There was attrition between responding to the home sampling invitation SMS and returning the test kit, with only 23/53 (43.4%) returning the kit for testing. Interestingly, in REACT, the kit return rate by women and heterosexual men in the home sampling arm and was also quite low; only 93 (45.6%) performed their repeat sample at home, and 30 (14.7%) returned to have their test in clinic. A 2017–2019 study in Queensland, Australia, measured uptake of an online request followed by home postal sampling kit or pathology collection service for urine chlamydia testing, with up to eight phone calls and two SMS reminders.9 In this study, the test return rate (for home and pathology collection service combined) was 61.6%; however, prior to the reminder phone calls and SMS, the return rate was lower at 52.9%. A 2015 uptake and return rate study of an online home-based chlamydia sampling kit in Solihull, UK, showed a return rate of 48.2% in women and heterosexual men who had requested home sampling online, there were no SMS or phone reminders issued to encourage return of kits.10 Both these studies were in asymptomatic individuals wishing to undertake STI testing, for whom perception of risk of infection may be different to people being recommended a 3 month test of reinfection.
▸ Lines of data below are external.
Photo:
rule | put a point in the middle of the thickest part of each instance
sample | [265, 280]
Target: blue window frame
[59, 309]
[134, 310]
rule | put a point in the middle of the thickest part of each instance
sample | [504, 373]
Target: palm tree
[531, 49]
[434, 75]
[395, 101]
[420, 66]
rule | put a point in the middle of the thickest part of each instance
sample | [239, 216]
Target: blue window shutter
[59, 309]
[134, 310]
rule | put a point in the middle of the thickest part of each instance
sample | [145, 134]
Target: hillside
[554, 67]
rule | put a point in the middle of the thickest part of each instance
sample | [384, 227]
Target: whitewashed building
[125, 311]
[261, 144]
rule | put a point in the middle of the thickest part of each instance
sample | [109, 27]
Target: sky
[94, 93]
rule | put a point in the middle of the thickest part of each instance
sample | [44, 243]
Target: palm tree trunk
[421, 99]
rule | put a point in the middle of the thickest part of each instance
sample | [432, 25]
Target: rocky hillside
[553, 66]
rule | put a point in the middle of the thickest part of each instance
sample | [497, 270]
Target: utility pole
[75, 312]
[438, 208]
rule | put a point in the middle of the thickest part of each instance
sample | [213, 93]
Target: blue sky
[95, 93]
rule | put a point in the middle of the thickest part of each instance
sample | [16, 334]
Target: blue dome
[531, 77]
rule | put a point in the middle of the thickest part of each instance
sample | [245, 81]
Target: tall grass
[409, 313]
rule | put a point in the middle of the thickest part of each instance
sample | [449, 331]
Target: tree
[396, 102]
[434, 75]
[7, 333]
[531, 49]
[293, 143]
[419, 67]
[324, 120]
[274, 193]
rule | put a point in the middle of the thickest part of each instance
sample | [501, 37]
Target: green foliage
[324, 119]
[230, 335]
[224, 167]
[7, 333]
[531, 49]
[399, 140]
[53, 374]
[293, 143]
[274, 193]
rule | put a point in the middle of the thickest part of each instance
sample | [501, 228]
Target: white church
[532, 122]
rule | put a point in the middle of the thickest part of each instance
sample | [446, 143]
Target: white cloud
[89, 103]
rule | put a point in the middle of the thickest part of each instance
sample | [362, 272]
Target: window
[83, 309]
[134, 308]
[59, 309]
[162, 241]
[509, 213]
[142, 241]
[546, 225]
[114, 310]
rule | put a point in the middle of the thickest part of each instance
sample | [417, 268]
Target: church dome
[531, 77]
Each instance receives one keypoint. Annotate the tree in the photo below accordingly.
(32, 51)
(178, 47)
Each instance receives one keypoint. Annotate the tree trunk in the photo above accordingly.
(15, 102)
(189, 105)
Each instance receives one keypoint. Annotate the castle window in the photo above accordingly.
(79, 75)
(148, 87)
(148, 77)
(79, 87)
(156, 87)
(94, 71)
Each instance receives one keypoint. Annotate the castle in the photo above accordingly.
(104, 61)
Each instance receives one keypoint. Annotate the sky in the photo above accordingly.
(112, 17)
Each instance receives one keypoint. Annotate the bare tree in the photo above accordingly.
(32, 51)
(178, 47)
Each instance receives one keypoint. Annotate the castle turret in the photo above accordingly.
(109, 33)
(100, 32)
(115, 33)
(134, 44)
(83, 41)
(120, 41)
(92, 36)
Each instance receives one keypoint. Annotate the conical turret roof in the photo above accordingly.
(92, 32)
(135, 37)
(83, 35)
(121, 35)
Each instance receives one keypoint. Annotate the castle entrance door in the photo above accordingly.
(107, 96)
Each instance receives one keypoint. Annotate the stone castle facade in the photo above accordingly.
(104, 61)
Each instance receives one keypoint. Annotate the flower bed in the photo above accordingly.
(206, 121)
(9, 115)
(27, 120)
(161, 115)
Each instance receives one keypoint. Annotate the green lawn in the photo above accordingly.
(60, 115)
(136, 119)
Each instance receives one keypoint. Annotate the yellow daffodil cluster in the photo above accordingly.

Positivity in home samples returned was 13% and is comparable with the 12% positivity in kits returned from women and heterosexual men in REACT.5 We found no variables to be significantly associated with likelihood of home sampling uptake or kit return.


Conclusion

Our study showed that this automated, home sampling process for chlamydia reinfection screening in heterosexual men and non-sex-working women attending SSHC had lower uptake than seen in a previous trial, and attrition rates were high at each stage.


Data availability

The data that support this study cannot be publicly shared due to ethical or privacy reasons and may be shared upon reasonable request to the corresponding author if appropriate.


Conflicts of interest

The authors declare no conflicts of interest.


Declaration of funding

This research did not receive any specific funding.



Acknowledgements

The authors acknowledge Rebecca Houghton, Nurse Unit Manager at SSHC and Dr Lara Roeske from The Victorian Cytology Service for their assistance with setting up the home sampling process.